Question

Identify A, B, and C in the given reaction sequence: \[ \text{A} \xrightarrow{\text{HNO}_3} \text{Pb(NO}_3)_2 \xrightarrow{\text{H}_2\text{SO}_4} \text{B} \rightarrow \text{C (Yellow ppt)}. \]

• A. PbCl$_2$, PbSO$_4$, PbCrO$_4$
• B. PbS, PbSO$_4$, PbCrO$_4$
• C. PbS, PbSO$_4$, Pb(CH$_3$COO)$_2$
• D. PbCl$_2$, Pb(SO$_4$)$_2$, PbCrO$_4$

Hint:

The reaction sequence involves the formation of lead nitrate, lead sulfate, and lead chromate. This is a typical sequence for testing the presence of lead in reactions with chromates.

Answer 1

The Correct Option is B

1. Analyze the given reaction sequences:
   • The initial compound \(\text{A}\) reacts with nitric acid \(\text{HNO}_3\) to form lead nitrate \(\text{Pb(NO}_3)_2\).
   • Lead nitrate \(\text{Pb(NO}_3)_2\) further reacts with sulfuric acid \(\text{H}_2\text{SO}_4\) to form \(\text{B}\), which is lead sulfate \(\text{PbSO}_4\).
   • Compound \(\text{B}\) undergoes another transformation to give a yellow precipitate, indicating the formation of lead chromate \(\text{PbCrO}_4\), labeled as \(\text{C}\). 
2. Determine the identity of \(\text{A}\):
   • To yield lead nitrate when treated with nitric acid, \(\text{A}\) could most likely be lead sulfide \(\text{PbS}\). This is because \(\text{PbS} \xrightarrow{\text{HNO}_3} \text{Pb(NO}_3)_2\) can be balanced to show the transformation.
3. Summarize the full reaction pathway:
   • Step 1: \(\text{PbS} \xrightarrow{\text{HNO}_3} \text{Pb(NO}_3)_2\)
   • Step 2: \(\text{Pb(NO}_3)_2 \xrightarrow{\text{H}_2\text{SO}_4} \text{PbSO}_4\)
   • Step 3: \(\text{PbSO}_4 \rightarrow \text{PbCrO}_4 \, \text{(yellow ppt)}\)
4. Correct Option Evaluation:
   • The sequence through which \(\text{PbS}\) turns into \(\text{PbSO}_4\) and finally into the yellow precipitate \(\text{PbCrO}_4\) matches the option: "PbS, PbSO$_4$, PbCrO$_4$".
5. Elimination of Other Options:
   • Options involving \(\text{PbCl}_2\) and \(\text{Pb(SO}_4)_2\) do not fit the pathway as \(\text{PbS}\\) directly leads to \(\text{Pb(NO}_3)_2\) and \(\text{PbSO}_4\).

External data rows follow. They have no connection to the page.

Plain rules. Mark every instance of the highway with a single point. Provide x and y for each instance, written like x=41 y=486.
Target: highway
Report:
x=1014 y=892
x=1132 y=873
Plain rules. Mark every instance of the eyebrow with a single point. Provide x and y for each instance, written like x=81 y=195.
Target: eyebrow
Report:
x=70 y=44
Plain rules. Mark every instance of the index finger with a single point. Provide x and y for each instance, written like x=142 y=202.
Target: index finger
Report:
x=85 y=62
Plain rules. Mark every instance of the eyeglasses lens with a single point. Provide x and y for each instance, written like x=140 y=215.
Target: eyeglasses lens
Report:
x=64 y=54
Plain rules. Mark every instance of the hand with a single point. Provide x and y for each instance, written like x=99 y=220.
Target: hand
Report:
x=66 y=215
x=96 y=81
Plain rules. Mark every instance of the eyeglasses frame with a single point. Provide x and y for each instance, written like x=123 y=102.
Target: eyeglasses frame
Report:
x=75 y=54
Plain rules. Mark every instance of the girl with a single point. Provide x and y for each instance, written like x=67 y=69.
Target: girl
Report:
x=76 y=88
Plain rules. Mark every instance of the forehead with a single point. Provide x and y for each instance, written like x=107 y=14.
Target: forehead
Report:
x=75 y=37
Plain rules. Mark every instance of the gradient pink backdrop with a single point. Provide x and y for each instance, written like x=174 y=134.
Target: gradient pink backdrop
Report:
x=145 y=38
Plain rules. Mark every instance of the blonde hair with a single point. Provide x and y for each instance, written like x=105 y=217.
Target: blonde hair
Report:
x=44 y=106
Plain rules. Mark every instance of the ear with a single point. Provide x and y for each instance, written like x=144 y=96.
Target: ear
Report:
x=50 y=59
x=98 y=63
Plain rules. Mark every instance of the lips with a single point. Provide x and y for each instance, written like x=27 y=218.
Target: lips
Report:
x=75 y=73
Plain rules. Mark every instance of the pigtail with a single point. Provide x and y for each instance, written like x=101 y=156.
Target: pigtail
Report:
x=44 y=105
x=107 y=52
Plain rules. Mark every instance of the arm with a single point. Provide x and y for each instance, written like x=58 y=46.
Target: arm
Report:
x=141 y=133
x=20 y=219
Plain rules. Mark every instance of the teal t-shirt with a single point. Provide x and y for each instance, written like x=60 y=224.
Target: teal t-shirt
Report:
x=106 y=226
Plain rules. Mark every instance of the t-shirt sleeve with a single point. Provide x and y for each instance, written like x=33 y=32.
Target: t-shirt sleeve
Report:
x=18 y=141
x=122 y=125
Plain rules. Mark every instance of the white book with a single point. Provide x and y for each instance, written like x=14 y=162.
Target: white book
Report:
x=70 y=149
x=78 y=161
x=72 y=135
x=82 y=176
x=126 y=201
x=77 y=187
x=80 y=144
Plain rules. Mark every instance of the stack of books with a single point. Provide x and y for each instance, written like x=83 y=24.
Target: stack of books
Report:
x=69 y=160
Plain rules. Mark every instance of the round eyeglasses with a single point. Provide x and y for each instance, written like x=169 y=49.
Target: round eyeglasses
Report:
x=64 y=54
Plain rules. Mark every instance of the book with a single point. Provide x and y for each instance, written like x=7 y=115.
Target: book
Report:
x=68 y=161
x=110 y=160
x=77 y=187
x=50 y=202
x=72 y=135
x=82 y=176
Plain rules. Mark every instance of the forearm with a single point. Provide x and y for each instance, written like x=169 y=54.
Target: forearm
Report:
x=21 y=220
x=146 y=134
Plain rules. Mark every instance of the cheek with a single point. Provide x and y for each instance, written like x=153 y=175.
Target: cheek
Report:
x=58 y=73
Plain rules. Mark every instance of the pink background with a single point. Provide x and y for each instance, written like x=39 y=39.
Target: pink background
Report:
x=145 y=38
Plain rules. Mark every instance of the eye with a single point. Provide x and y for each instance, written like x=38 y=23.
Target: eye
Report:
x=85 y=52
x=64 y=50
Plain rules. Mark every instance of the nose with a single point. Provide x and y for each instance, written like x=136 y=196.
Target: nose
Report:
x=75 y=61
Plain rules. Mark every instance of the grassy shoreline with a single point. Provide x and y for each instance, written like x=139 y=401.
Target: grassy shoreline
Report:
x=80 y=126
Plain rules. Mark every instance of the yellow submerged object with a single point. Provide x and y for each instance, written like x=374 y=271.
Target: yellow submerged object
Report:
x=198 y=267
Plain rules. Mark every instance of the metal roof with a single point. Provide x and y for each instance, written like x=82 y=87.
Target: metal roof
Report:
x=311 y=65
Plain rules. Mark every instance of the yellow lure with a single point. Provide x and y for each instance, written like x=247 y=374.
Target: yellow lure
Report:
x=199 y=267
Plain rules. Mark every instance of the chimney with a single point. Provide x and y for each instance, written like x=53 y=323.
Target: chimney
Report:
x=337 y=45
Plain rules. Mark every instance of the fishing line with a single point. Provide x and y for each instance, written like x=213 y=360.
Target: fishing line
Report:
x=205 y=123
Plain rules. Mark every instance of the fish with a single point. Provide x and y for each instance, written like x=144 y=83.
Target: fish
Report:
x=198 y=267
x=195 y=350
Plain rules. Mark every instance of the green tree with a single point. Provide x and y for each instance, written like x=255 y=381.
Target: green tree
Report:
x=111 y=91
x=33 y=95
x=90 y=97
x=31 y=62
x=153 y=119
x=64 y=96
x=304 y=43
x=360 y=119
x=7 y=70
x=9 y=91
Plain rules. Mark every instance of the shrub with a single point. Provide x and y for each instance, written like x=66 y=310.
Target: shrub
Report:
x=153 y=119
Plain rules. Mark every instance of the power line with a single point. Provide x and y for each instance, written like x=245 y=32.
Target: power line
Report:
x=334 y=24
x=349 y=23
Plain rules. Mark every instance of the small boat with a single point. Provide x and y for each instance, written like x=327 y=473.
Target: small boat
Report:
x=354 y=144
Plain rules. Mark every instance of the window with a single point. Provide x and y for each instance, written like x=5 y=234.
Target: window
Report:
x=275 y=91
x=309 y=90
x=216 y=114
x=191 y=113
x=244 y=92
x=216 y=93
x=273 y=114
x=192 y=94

Thus, the correct sequence of reactions is captured by the option: PbS, PbSO$_4$, PbCrO$_4$.

Answer 2

Step 1: Identify compound A

The first reaction is:

A ⟶_HNO₃ Pb(NO₃)₂

This indicates that compound A reacts with nitric acid to form lead nitrate. Hence, A must be metallic lead (Pb).

So, A = Pb

Step 2: Identify compound B

Pb(NO₃)₂ reacts with H₂SO₄ to give compound B. The reaction is: \[ \text{Pb(NO}_3)_2 + \text{H}_2\text{SO}_4 \rightarrow \text{PbSO}_4 \downarrow + 2\text{HNO}_3 \] PbSO₄ is a white precipitate formed by double displacement.

So, B = PbSO₄

Step 3: Identify compound C (Yellow precipitate)

Compound B is then treated to give a yellow precipitate C. The only classic yellow precipitate with lead is lead chromate (PbCrO₄), which is formed when Pb²⁺ reacts with chromate ions: \[ \text{Pb}^{2+} + \text{CrO}_4^{2-} \rightarrow \text{PbCrO}_4 \downarrow \, (\text{yellow ppt}) \] This confirms C is lead chromate.

So, C = PbCrO₄

Final Identifications:
A = Pb, B = PbSO₄, C = PbCrO₄